GDB

Europe/Zurich
30/7-018 - Kjell Johnsen Auditorium (CERN)

30/7-018 - Kjell Johnsen Auditorium

CERN

190
Show room on map
Description
Monthly meeting of the WLCG Grid Deployment Board
GDB     21st March 2012
 
Election. The voting was close and the results were announced at 11:15. The candidates were close but Michel Jouvin is the new chair.
 
Introduction (John Gordon)
Since the previous meeting  ISGC -26th Feb – 2nd March 2012. OGF 11th-14th March. Workshop on Science Applications and Infrastructure in Clouds and Grids 14th -15th March.
Next meetings: 18th April. 9th May. 13th June. 11th July. Room booked for Tuesdays for WGs.
Next week is the EGI Technical Forum.
HEPiX 23rd-27th April Prague
EMI AHM 8th-10th May
WLCG workshop 19th-20th May.
CHEP 2012 21st-25th May
 
Main future issues according to John: Can computing continue to scale with LHC? Where will the middleware come from?
 
Joao
Vidyo tool
3 parts.
1) Video portal (web based – flash). All CERN user get an account by default. Will be going through the tool.
Default view – My Room . Everyone has a personal room with no limitation on number of parcitipants.
Search tool allows you to look for users. If the name is grey then the user is offline. If Green then online. To see everyone put asterix in the search.  The square symbols represent the meetings that are on. You can click on a room to join. Rooms/meetings can be added to My Contacts list.
2) The video client
 
Sharing – 4th button. Can double click window for larger video display.
Under configuration:
Status. Can see participants. The router being used.
Show conference status shows who is broadcasting. If CPU usage rises to 90% you may start to get packets lost.
Network: The important thing here is the firewall. Typical behaviour when lets packets out but not in then call gets dropped. Error is not very useful.
Video: It is possible to specify the preference for bandwidth usage.
3) Moderator part
Allows view of those joined. Can mute them, remove their video, send email invitations, set a PIN etc.
Now the Indico part.
 
How do you connect via SIP.
J: with which client?
The information will be on this page service-vidyo.web.cern.ch/node/17.  A new method will be available in April – making SIP as the phone connection.
You have said you need version X of the client to connect to X version of the sever.

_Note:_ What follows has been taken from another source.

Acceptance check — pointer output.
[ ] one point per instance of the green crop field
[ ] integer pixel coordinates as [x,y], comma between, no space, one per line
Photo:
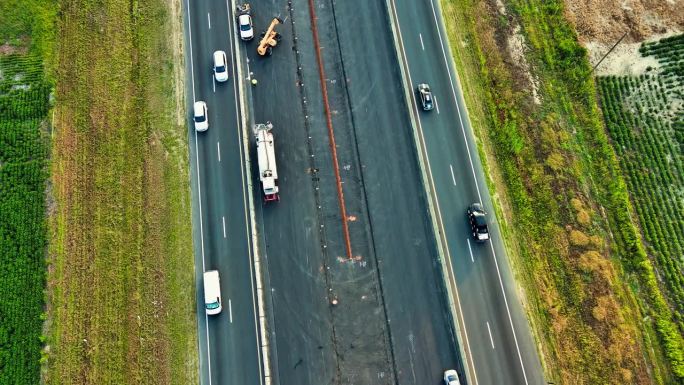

At the moment it is only a Q&A check and matching is the only way to be sure for production.
When 2.4 is released, most of the features missing such as chat will be included. All the clients will be released. We will publish reminding people to upgrade clients but you do not have to upgrade. We will have extra support for the transition.
 
Updating the CERN Computer Centre Infrastructure (Ian Bird)
 
Extension of the Tier-0 will be in Budapest.
JT: Is EGI part of the project?
IB: One of the goals is to integrate this into the eInfrastructures. The EGI organisation (not project) is part of this. Whether they see themselves as a provider is not clear but they need to be there for the roadmap.
I’m guessing that it may be different for public clouds not the commercial clouds. The issue with commercial clouds has been on the data transfer.
JG: One provider was changing the rules – perhaps Amazon – indicating that transferring data will not be as expensive.
Have you met the challenge you set yourself on using external resources?
IB: The point was not to throw away things where we have a lot of investment – such as Lemon.
JG: You have so many boxes there can you resist doing more development?
IB: Yes. A number of people have a vested interest in making this work. So far there have been few situations where CERN has needed to do something special/different. There was one example from another community – perhaps support for RH – but the solution goes back into what everyone can get.
??: Any examples of hardware…? The
IB: It has to be scientific work. There will certainly be other things like databases etc. Ultimately we’ll need to use it for business continuity. Currently looking at the model on how we use it. We want to avoid special solutions for each experiment. It is part of the Tier-0. We may decide it is the CAF or some other specific area but that is to be decided. It will run with a CERN IP address.
 
Grid Engine Scientific Sites (Philippe Olivero)
No questions/comments
 
Experiment Operations
ALICE operations (Latchezar Betev)
No audio from CERN for most of the talk and then insufficient volume to hear the questions.
Q: Do you have enough tapes?
LB: Yes we do. We have written only raw data and have replicated only good raw data. CCIN2P3 is full but not elsewhere.
JG: CPU efficiency was poor for ALICE.
LB: The jobs are I/O heavy and then we make cuts. This type of job is not inefficient it simply does not use a lot of CPU. The jobs are always sent to where the data is held.
 
 
LHCb (Philippe Charpentier)
JG: 2013 is not what you mean by….[audio cut]
PC: No, this is not the same as the reprocessing at the end of this year. The open selections will start in the spring of 2013.
 
JG: Slide 10  “Limit per process, not process group” – Is this a difference of process and process group. Is that related to the batch system?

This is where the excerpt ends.